The Bank of Canada is widely expected to keep the policy rate unchanged at 2.25% tomorrow. The central bank will likely maintain a cautious stance and a “wait and see” approach amid sluggish economy and inflationary risks stemming from US-Iran war. The BoC will also release new economic forecasts which are expected to mirror the other central banks’ outlooks, with upward revision for inflation and downward revision for growth.Recent data has been strongly supporting a neutral stance. Headline inflation climbed to 2.4% in March, largely driven by a spike in energy costs due to the disruptions in the Strait of Hormuz, but the main core inflation metric (Trimmed-Mean CPI) fell to 2.2%, very close to the 2% mid-range target.The recent employment reports have been weak, pointing more towards rate cuts than rate hikes. While a weak labor market and sluggish growth would normally argue for further rate cuts to stimulate activity, the risk of a secondary inflation wave has been keeping the BoC on the sidelines. Central banks typically look through volatile energy prices, but the concern for the BoC will be whether these costs seep into broader inflation expectations and higher wage growth. The risks for the Canadian economy do not stop with the US-Iran war though as there’s still uncertainty around the upcoming CUSMA renegotiations.All in all, tomorrow’s decision is unlikely to bring much volatility as the central bank will likely stress data-dependency and avoid pre-committing to any rate path. The market is pricing in a rate hike in the fourth quarter of 2026, so traders will focus on any change in tone and communication that could point to an earlier than expected rate hike or a strong pushback against market’s pricing.
This article was written by Giuseppe Dellamotta at investinglive.com.

🔗 Source

💡 DMK Insight

The Bank of Canada’s decision to hold rates at 2.25% signals a cautious approach amid economic uncertainty. For traders, this means the Canadian dollar could remain under pressure, especially if inflationary concerns escalate due to geopolitical tensions like the US-Iran war. If the BoC’s forecasts indicate a prolonged economic slowdown, we might see further weakness in CAD, which could impact related assets like ADA, currently at $0.25. Keep an eye on how this plays out in the forex market, as CAD pairs may react sharply to any shifts in sentiment.
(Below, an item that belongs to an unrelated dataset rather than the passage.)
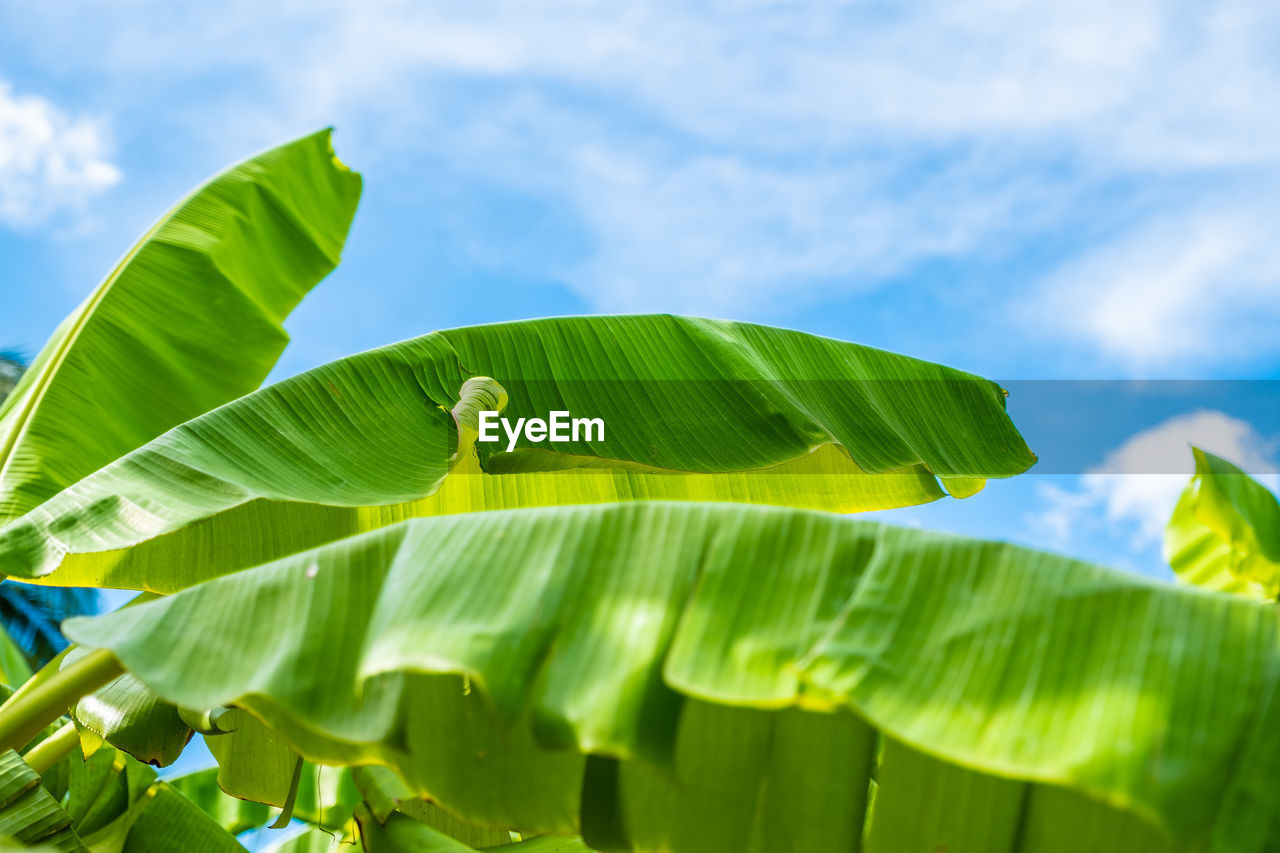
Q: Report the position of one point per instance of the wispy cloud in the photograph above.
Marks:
(1121, 491)
(49, 160)
(728, 158)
Watch for key support levels in ADA; if it breaks below $0.24, it could trigger further selling pressure. Conversely, if CAD weakens significantly, ADA might find some support as traders look for alternatives in the crypto space. In short, monitor the BoC’s economic forecasts closely; they could provide critical insights into future rate decisions and market sentiment.

📮 Takeaway

Watch ADA closely; if it drops below $0.24, it could signal further downside, especially if CAD weakens due to BoC’s forecasts.